Real-Time Sign Language Gestures to Speech Transcription using Deep Learning
Brandone Fonya, Clarence Worrell
TL;DR
The study tackles real-time ASL-to-speech transcription by deploying a CNN trained on Sign Language MNIST to classify static hand signs, then translating those gestures into text and speech via a webcam-based pipeline. It integrates OpenCV for video capture, MediaPipe Hands for hand detection, and pyttsx3 for offline text-to-speech, delivering a low-cost, portable solution. The model achieves 95.72% test accuracy on the Sign Language MNIST dataset with strong macro-precision and recall, and the real-time system demonstrates reliable gesture-to-speech translation on standard hardware, albeit with some latency from the hand-tracking stage. Overall, the work provides a practical foundation for inclusive communication technologies and points to clear avenues for handling continuous signing and multilingual sign languages in future iterations.
Abstract
Communication barriers pose significant challenges for individuals with hearing and speech impairments, often limiting their ability to effectively interact in everyday environments. This project introduces a real-time assistive technology solution that leverages advanced deep learning techniques to translate sign language gestures into textual and audible speech.

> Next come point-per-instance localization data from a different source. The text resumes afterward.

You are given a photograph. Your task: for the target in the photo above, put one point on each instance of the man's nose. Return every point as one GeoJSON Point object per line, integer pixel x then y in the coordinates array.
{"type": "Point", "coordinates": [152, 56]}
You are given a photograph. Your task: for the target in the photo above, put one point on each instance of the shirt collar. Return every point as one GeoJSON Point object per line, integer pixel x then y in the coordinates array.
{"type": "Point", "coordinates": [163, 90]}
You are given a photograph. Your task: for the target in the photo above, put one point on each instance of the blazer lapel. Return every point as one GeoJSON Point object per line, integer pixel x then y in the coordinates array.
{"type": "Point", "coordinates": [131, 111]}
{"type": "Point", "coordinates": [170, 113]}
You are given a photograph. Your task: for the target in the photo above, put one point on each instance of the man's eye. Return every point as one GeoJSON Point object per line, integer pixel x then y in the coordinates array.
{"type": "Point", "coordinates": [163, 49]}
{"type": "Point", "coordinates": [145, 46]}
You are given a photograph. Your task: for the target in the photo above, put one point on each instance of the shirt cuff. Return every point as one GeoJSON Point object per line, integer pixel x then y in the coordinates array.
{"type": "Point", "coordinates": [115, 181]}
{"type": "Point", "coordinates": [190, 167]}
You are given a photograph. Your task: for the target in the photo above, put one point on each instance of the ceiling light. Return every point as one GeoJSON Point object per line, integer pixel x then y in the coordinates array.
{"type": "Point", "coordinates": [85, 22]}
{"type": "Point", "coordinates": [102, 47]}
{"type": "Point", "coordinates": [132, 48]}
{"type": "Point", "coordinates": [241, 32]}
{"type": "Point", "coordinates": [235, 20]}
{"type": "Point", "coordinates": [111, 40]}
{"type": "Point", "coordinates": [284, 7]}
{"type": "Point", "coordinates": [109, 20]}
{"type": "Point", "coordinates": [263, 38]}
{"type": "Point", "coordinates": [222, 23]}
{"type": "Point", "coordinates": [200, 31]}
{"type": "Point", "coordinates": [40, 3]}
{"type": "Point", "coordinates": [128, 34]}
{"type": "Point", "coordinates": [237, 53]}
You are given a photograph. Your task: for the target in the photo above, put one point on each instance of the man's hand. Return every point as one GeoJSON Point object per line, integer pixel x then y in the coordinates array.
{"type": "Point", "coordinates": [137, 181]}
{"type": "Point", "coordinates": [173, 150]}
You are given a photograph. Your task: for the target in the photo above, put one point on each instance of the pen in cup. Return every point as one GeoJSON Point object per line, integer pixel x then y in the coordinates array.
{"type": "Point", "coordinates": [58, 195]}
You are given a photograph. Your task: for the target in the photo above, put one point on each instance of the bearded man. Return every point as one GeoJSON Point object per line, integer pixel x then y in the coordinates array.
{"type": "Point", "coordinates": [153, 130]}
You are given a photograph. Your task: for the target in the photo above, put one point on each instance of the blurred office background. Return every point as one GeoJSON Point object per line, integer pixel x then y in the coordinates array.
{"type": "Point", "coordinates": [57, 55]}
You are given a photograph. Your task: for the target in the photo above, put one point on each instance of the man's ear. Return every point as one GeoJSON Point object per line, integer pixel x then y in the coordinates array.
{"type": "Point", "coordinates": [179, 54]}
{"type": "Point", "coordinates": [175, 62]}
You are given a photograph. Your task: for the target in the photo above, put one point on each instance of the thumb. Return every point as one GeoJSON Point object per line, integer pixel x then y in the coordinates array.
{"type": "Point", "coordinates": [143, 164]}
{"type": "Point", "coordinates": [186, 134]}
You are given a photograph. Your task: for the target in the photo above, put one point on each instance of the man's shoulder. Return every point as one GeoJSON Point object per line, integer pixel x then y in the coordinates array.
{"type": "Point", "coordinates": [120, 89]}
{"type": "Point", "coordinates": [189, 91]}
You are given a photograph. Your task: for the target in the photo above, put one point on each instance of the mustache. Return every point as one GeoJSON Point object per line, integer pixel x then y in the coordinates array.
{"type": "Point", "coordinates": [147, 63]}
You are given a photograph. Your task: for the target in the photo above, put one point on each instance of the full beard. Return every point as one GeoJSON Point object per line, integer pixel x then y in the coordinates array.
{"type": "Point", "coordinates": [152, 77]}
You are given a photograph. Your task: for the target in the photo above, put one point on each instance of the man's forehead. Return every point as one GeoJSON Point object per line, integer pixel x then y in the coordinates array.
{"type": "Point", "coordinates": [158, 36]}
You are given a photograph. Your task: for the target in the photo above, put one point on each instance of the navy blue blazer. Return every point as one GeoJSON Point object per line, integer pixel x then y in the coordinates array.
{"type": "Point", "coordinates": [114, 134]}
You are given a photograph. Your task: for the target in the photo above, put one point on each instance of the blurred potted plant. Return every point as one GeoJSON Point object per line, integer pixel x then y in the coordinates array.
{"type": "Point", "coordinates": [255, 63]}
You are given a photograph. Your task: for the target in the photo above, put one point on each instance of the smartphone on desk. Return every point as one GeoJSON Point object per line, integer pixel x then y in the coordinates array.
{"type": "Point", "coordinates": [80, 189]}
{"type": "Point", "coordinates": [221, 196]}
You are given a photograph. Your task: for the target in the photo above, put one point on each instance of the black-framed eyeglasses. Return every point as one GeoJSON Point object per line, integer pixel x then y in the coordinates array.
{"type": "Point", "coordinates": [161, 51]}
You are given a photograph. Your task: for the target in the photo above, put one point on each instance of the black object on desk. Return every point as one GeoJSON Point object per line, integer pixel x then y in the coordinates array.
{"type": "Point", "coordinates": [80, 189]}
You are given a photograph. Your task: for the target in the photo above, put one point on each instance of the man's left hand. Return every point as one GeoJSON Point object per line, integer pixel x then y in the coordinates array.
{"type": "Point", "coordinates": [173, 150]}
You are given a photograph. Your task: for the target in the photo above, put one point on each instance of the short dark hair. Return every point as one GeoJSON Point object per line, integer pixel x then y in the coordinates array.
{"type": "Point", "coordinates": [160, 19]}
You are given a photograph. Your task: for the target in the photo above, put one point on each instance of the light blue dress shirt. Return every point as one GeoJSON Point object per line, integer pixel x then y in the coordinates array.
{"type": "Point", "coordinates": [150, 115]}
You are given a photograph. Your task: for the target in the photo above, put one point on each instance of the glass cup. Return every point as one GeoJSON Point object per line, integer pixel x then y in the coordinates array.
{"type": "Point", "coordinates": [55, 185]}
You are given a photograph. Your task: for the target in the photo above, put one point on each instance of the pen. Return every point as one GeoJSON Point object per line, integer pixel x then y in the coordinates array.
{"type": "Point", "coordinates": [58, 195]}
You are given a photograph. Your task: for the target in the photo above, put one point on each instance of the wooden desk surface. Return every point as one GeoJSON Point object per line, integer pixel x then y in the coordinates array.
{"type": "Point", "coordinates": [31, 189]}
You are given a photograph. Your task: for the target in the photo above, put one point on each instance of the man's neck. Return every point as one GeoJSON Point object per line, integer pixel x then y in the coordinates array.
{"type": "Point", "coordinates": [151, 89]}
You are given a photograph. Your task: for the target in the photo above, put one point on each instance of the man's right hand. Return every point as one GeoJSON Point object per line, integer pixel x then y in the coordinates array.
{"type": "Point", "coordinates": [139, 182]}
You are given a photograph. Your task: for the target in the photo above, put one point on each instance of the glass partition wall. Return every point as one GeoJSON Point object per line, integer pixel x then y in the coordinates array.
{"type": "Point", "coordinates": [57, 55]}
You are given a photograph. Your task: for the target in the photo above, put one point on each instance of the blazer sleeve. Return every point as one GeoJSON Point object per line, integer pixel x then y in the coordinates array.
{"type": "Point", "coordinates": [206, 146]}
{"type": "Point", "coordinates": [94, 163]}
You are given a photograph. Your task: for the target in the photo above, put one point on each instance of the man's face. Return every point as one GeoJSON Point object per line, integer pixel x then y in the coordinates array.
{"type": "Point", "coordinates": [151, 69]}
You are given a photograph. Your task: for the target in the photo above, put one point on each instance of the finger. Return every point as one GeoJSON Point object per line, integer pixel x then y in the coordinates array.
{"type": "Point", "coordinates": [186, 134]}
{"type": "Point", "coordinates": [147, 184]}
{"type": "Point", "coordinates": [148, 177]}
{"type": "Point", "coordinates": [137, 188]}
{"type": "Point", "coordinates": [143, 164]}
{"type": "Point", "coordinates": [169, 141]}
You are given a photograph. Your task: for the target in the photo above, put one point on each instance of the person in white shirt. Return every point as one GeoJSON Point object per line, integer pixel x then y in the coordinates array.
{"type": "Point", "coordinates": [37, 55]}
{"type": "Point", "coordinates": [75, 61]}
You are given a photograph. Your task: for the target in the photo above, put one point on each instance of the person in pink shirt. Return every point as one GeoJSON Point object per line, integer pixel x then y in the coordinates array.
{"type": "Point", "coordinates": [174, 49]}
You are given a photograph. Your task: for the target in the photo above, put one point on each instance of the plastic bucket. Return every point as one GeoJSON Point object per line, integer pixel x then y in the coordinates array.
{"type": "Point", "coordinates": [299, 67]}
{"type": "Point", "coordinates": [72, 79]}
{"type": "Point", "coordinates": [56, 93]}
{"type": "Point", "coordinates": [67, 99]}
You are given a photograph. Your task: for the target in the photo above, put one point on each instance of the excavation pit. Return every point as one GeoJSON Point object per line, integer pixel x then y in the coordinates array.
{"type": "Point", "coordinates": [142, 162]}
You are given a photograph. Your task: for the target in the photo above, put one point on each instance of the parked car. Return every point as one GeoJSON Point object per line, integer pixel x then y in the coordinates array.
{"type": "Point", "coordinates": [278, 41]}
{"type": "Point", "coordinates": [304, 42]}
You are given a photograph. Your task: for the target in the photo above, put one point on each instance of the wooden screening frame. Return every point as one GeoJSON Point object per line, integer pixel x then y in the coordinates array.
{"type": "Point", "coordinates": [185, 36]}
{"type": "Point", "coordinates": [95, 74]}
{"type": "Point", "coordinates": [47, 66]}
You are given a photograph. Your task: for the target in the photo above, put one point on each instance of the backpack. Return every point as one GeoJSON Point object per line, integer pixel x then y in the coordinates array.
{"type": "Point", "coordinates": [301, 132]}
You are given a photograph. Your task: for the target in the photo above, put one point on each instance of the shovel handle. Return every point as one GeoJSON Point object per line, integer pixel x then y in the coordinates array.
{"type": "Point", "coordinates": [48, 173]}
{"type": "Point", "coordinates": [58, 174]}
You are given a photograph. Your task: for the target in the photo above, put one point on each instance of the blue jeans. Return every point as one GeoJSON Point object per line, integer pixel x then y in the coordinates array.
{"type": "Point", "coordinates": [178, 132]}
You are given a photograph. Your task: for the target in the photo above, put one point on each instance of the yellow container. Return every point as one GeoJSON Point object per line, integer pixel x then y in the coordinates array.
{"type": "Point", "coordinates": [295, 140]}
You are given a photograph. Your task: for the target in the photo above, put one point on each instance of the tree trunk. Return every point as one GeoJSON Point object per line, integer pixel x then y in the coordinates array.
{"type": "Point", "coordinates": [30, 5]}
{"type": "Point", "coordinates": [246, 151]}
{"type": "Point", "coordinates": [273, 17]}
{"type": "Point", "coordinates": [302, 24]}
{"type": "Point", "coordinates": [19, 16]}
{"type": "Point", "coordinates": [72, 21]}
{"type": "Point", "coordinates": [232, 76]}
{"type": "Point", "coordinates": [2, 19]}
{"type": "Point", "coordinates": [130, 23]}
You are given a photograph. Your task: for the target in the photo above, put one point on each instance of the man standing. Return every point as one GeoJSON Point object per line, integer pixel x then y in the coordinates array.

By employing convolution neural networks (CNN) trained on the Sign Language MNIST dataset, the system accurately classifies hand gestures captured live via webcam. Detected gestures are instantaneously translated into their corresponding meanings and transcribed into spoken language using text-to-speech synthesis, thus facilitating seamless communication. Comprehensive experiments demonstrate high model accuracy and robust real-time performance with some latency, highlighting the system's practical applicability as an accessible, reliable, and user-friendly tool for enhancing the autonomy and integration of sign language users in diverse social settings.